A verdade é que escrever já não é mais uma actividade lúdica! Poucos são os que ainda escrevem cartas das que eram segredos sobre pensamentos, lugares ou sentimentos directos ao coração dos Amigos, e creio que menos ainda aqueles que mantêm um diário onde se vão dando conta do caminho percorrido, das suas esperanças, contradições, alegrias, desilusões. Hoje, apesar dos queixumes colectivos, toda a gente diz considerar-se heroicamente feliz ou em vias de o ser, e acha que deve partilhar esse estado de espírito - se tal se lhe pode chamar...- com os "infelizes" que, partindo da generalização do colectivo, andam por aí perdidos "à la recherche d'un heureux conseil".

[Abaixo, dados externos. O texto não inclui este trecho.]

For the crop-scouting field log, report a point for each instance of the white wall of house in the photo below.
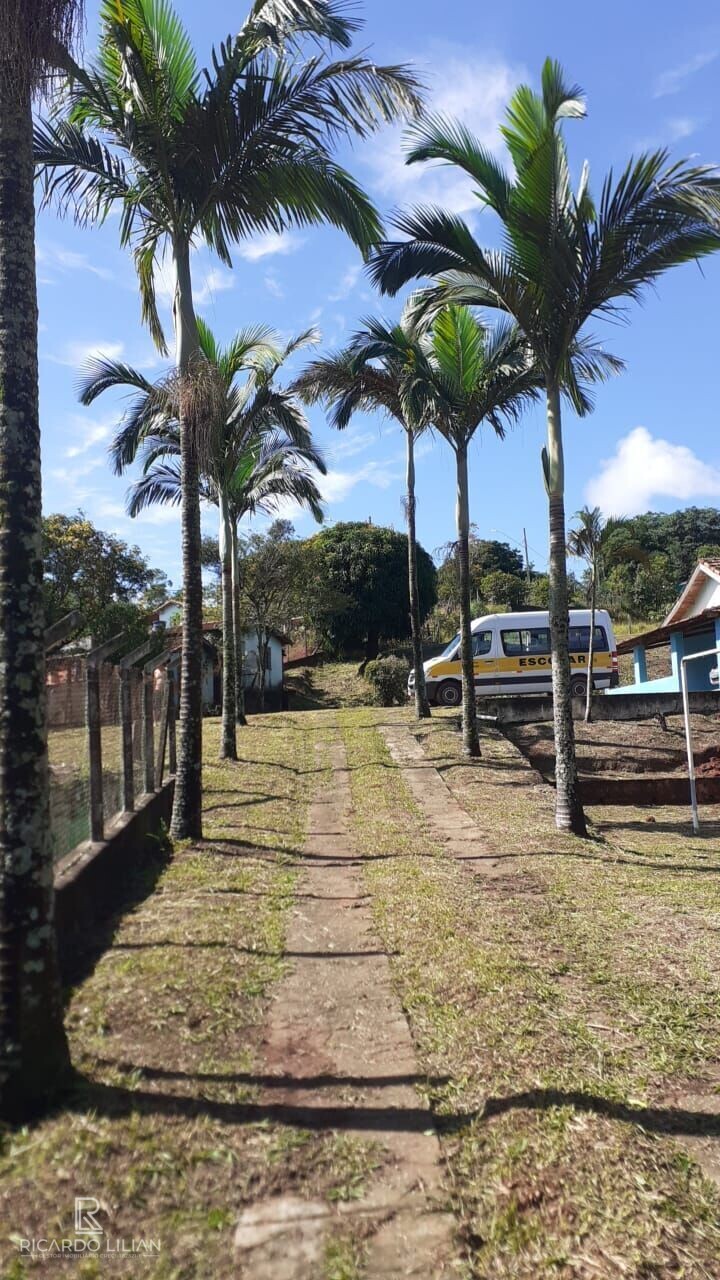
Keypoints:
(169, 612)
(274, 673)
(707, 598)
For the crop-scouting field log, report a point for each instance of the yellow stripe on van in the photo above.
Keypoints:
(519, 666)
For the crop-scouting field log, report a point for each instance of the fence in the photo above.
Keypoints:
(110, 735)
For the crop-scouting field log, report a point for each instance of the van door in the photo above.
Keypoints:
(484, 663)
(525, 663)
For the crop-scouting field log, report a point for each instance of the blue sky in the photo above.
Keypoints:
(651, 77)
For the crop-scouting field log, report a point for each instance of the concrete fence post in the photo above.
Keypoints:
(172, 720)
(163, 739)
(95, 752)
(147, 731)
(126, 721)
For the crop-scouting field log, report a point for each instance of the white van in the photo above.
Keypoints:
(511, 656)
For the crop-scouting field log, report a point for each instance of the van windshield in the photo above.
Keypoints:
(452, 645)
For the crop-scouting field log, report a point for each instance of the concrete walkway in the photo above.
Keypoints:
(340, 1046)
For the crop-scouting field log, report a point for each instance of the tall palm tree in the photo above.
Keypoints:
(600, 543)
(255, 449)
(33, 1052)
(563, 261)
(214, 155)
(372, 375)
(470, 375)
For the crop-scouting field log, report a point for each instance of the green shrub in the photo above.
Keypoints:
(388, 677)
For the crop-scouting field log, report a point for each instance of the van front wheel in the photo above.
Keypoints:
(450, 694)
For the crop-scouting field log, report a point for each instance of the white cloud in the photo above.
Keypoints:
(273, 286)
(473, 90)
(346, 283)
(76, 353)
(351, 442)
(645, 467)
(673, 80)
(268, 245)
(51, 256)
(71, 475)
(87, 433)
(338, 484)
(217, 280)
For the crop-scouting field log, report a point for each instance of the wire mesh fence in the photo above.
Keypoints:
(68, 754)
(105, 746)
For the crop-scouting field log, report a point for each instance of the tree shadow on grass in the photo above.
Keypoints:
(115, 1101)
(81, 952)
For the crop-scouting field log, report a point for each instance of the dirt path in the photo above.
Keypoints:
(341, 1057)
(450, 822)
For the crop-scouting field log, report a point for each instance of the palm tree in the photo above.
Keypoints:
(600, 543)
(370, 375)
(215, 155)
(563, 261)
(469, 375)
(255, 451)
(33, 1057)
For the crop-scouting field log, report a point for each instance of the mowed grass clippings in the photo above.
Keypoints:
(552, 1166)
(165, 1041)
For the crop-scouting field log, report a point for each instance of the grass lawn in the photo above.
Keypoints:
(165, 1036)
(573, 1001)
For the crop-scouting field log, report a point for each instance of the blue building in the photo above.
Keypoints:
(692, 626)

Acontece que a edição tornou-se um modo de vida dos mais rentáveis e com menos empate de capital. Não me refiro, claro, aos Editores com um lugar já consagrado que nos leva a confiar no editado, mas a uma máquina editorial que se serve de tudo o que apareça escrito, desde um slogan de parede aos muitos textos, melhores ou piores, que circulam nas redes sociais. Tudo serve de inspiração a um qualquer "argumentista" que pega na ideia, dá uma volta ao texto para não parecer plágio, tira metade de um comentário do Face e completa-o com algo semelhante que leu no Twitter, recorre às estatísticas para conhecer a medida de "gostos" que merece, e temos romance! Caso valha a pena, põe-se o tradutor automático a funcionar, acrescentam-se na página de edição os nomes de dois ou três amigos como tradutores e revisores, e, caso o escrevinhador se ponha com exigências, pede-se a uma Editora que o aceite como subcontratado para ter direito a um lugar num livreiro.
O mesmo se passa com as publicações de imagens postadas nas redes sociais que, diga-se, se bem escolhidas dão ricas capas a pobres livros. Melhor ainda se "os business angels" forem chamados a colaborar através do aperfeiçoamento dos desenhos gratuitos dos internautas. Um negócio primorosamente montado, que não tem nada que o confunda com cultura, uma escrita feita pela máquina e para a máquina, a ciência da ficção em que, creio, o único que poderá ter algum encargo é o escritor desejoso de se ver publicado e aceder assim ao estrelato de um escaparate de um qualquer lugar de venda de jornais e revistas ou, se for bem relacionado, conseguir que um incauto empregado do livreiro lhe coloque o título entre os "top" mesmo que ninguém ainda o tenha comprado.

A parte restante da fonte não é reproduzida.